Fourier-transform infrared spectroscopy (FT-IR) of the red pigment from strain D1 extracted with acetone (Ac), Ethyl Acetate (EA), Ethanol (EtOH), and Methanol (Me)

Effect of pollutants on pigment production and microbial growth

The effect of pollutants on pigment production and microbial growth is shown in Table 1. The study showed urea and humus negatively impact pigment production by strain D1. There was, however, a change in shades from bright red to pink in the presence of diesel. The pigment production was also enhanced in the presence of methylparaben. The pollutants did not inhibit bacterial growth at the minimal concentration of 0.04% used in the study.

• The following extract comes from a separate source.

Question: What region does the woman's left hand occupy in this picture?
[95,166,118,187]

Table 1 Effect of common pollutants and temperature on microbial growth and production of red pigment in Brevundimonas sp (RUN-D1)

Characterisation of pigment

The highest yield is with acetone, while the lowest is with methanol; from the UV-visible studies, ethanol extract seems to be the purest; thus, it was used for GCMS studies. Figure 2 showed the bacterium on a petri dish, its gram-negative nature, and the colour of the extracted pigment in different solvents; the spectrogram of the solutions showing maximum absorbance at around 534 nm was also the figure.

Fourier-transform infrared spectroscopy (FTIR) characterisation of pigment

The FTIR spectra of the pigment produced by the B. olei strain D1 when extracted with various solvents were overlaid in Fig. 3. The spectra are similar in features, with two main peaks at 3460.41 cm-1 and 1633.76 cm-1; the 3460 peaks have a shoulder peak at 2929 cm-1. Other peaks include those at 2856.67 cm-1, 1635.69 cm-1 and 1259.56 cm-1. All the spectra also exhibit 1722 cm-1, 1633.76 cm-1, 1464 cm-1, 1402 cm-1, 1284.63 cm-1, 1078.24 cm-1, 1031.95 cm-1, and 611 cm-1 peaks. In addition, the spectrum of the methanol extract has a strong 1349 cm-1 peak; its 2460 cm-1, 1548 cm-1 and 1230 − 1030 cm-1 peaks are broader than that of the other extracts.

GCMS result of extracted red pigment

The gas chromatography-mass spectroscopy analysis of the red pigments revealed 85 different compounds, of which only six of them account for 78.60% of the abundance; The identity of the six prominent ones, each with a percentage abundance > 5%, was accounted for using their respective base peaks and fragmentation productions. The characteristics of the six compounds are presented in Table 2, and the mass spectra, the two most prominent ones accounting for the base peaks and other fragmentation products, are shown in Fig. 4. The detailed structures of the six major compounds are available in the supplementary file (Additional file 1: Fig. S3). The most abundant pigment was identified as 2-methyl-3-propyl-6-methoxylprodiginine (propylprodigosin) (m/z 298) at a retention time of 5.3682 min accounting for 39.50% of the extracted pigments, while the second was 2-hydroxyl-3-propyl-6-methoxylprodiginine (m/z 288) with a peak area of 17.36% (3.4681 min). The other identified compounds are prodigiosin derivatives with varied R1, R2 and R3 substituents, as shown in Fig. 4.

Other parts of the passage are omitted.